Anecdotes of Oyasama, pp. 34–35

Translation of “Sawa’s note

“[Based on] an 1973 interview with Tsuru Okada, wife of Kojiro, the eldest son of Miyamori Yosaburo’s older brother Zenshichi Okada and records [belonging to] Shikinori Daikyokai.

“[Yonosuke] Okada was adopted into the Miyamori family at age 26. He was the second head minister of Daikyokai. He accompanied Shuji to Jifukuji on Mt. Kongo in 1880.”1

My take

The central theme of Anecdotes 40 — illness being God’s means to call and draw forth people who are to dedicate themselves to the path — has already been a prominent one in earlier selections. That a pain in his arm first drew Yonosuke Okada/Yosaburo Miyamori to Oyasama is yet one more example in the Tenrikyo tradition that helps make a case for the theological claim that illness is God’s “guidance” or “tending/care.” Words attributed to Oyasama in earlier selections that share this theme include:

  • “I have given you guidance through an illness” (Anecdotes 8);
  • “You have an innen with God and God has drawn you to this Residence” (Anecdotes 11);
  • “No matter how serious, any sickness will be cured…. I have been eagerly waiting for your coming” (Anecdotes 33);
  • and “Sah, sah, your soul has an innen. When it is the divine will to use a person in God’s service, God will draw that person to this Residence by any means…. Persons who are destined to be used as instruments in God’s service will be drawn to this Residence even by means of physical pain. Because I must draw you even by means of giving you suffering, what I do is different depending on the person” (Anecdotes 36).
  • Further, that Yonosuke experienced pain in his arm unless he worked at the Residence also brings to mind Oyasama’s words as chronicled in Anecdotes 37: “While working in this Residence, you will not be able to leave, even if you want to.”

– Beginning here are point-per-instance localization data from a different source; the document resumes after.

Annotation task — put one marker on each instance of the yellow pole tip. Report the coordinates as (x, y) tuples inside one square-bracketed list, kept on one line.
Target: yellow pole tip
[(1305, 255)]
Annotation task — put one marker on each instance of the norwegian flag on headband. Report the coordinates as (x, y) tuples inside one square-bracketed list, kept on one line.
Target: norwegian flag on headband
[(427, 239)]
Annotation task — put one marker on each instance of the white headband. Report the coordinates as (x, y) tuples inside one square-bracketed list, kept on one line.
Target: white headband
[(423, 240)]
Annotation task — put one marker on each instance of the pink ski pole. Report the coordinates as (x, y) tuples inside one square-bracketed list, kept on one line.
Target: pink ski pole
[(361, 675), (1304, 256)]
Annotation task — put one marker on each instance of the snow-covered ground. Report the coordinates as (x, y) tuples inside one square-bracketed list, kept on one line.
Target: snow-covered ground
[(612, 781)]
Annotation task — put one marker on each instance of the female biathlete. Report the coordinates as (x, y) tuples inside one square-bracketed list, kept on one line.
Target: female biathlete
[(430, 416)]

Lastly, that Yonosuke commuted to the Residence for three years before Oyasama asked him to stay may be symbolic in how the number three (san 三) is associated with birth (as in san 産) and with God’s protection of “joining.” (The third aspect of God’s protection — given the sacred name Kunisazuchi-no-Mikoto — is that of skin and joining.

If the 1874 date is accurate, this would suggest that Yonosuke was probably the first follower to have moved into the Residence three years later in 1877. According to the Tenrikyo jiten, Yosaburo embraced the faith in 1877. It would be interesting to know the circumstances that led him to be adopted into the Miyamori family (marriage to a Miyamori daughter?), but I have not yet come across any sources that discuss this topic in any detail.

Bibliography

  • Tenrikyo Church Headquarters. 1976. Anecdotes of Oyasama, the Foundress of Tenrikyo. Tenri: Tenrikyo Church Headquarters.